Рабыни Накшидиль принесли кофе, а я подвинул к Селиму наргиле, но он удивил нас, указав на какую-то вещь, которую принес с собой.
— Открой ее, — попросил султан, потом раздался такой громкий хлопок, что я подумал, будто взорвалась петарда. Однако Накшидиль уже знала, что это такое.

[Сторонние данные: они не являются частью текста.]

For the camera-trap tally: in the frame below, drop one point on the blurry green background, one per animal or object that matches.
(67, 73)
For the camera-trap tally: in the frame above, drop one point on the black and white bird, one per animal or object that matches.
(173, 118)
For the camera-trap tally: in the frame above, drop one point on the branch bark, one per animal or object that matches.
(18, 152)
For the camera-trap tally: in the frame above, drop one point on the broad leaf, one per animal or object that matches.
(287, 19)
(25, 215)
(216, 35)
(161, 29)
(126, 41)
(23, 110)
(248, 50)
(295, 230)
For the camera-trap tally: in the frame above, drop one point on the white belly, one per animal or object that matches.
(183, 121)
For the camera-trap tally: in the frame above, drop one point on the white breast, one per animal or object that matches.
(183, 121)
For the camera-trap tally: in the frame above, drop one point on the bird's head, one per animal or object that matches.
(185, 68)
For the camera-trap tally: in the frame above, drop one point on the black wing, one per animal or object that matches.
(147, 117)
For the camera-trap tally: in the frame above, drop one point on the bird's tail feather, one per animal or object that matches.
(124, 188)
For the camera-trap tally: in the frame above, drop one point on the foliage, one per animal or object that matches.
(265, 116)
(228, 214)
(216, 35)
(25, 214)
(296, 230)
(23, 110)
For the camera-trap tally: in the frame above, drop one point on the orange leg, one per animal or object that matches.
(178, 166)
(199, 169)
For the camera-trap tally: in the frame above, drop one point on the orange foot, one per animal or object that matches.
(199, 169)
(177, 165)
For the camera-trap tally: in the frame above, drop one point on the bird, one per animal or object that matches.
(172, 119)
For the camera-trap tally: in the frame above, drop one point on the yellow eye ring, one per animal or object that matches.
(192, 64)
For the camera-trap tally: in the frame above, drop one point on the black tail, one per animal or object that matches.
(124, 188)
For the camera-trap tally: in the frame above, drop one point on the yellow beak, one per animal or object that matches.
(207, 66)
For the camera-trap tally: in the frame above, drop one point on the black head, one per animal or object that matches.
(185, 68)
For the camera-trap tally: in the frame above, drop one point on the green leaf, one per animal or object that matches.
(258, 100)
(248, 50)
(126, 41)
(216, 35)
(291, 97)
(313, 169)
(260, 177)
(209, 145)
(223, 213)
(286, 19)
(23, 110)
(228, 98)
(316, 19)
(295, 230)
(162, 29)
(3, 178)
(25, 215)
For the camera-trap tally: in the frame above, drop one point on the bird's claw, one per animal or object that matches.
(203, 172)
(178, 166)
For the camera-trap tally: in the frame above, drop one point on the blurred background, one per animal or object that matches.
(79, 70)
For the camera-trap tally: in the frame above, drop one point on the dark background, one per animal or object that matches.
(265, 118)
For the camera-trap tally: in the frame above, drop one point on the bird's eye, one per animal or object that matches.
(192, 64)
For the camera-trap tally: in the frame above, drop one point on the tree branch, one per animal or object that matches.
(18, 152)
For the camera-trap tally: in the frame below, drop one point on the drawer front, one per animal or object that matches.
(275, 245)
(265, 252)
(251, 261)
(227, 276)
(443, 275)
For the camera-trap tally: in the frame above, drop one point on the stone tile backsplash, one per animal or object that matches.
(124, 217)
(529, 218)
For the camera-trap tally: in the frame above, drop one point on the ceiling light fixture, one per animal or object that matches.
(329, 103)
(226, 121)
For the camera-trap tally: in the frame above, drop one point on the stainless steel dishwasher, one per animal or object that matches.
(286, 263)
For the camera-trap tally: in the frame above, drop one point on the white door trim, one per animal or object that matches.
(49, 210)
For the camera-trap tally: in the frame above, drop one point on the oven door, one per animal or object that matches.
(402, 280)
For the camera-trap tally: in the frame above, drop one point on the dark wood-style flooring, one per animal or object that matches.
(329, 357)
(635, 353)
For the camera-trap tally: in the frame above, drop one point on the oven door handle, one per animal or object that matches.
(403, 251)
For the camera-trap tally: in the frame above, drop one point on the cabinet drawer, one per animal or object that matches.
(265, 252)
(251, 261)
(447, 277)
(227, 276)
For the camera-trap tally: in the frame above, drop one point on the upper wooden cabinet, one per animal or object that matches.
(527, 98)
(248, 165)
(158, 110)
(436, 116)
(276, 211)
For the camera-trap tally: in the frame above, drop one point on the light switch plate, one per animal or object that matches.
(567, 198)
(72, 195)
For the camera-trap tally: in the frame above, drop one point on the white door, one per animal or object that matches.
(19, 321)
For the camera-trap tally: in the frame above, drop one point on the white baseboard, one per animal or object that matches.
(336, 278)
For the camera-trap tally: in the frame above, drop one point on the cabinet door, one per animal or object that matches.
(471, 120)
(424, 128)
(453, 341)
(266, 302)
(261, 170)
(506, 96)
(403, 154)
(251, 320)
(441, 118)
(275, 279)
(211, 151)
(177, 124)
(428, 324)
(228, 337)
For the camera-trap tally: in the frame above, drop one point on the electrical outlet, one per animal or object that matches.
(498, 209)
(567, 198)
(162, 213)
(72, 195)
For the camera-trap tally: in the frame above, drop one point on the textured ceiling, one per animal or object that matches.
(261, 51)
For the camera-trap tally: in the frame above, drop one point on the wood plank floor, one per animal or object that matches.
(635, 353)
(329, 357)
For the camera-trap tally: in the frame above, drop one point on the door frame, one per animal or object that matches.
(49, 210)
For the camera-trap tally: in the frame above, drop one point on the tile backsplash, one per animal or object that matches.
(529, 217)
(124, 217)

— Шампанское! — радостно воскликнула она. — Где вы его раздобыли?
— Много лет назад посол Франции привез султану тысячу бутылок.
— Но почему их не выпили? — спросила она.
— Султана низложили, — объяснил Селим, — и он спрятал бутылки от наследников трона. Совсем недавно мои люди обнаружили этот тайник. Конечно же, — прошептал он, прикладывая палец к устам, — улемы не должны узнать, что мы употребляем алкоголь. Священнослужители думают, что это огненная вода дьявола. — Когда он поднял бокал, его глаза поблескивали. — Что вы говорите в подобных случаях?
— A votre sant [52], — произнесла она.
— A votre sant, — повторил он.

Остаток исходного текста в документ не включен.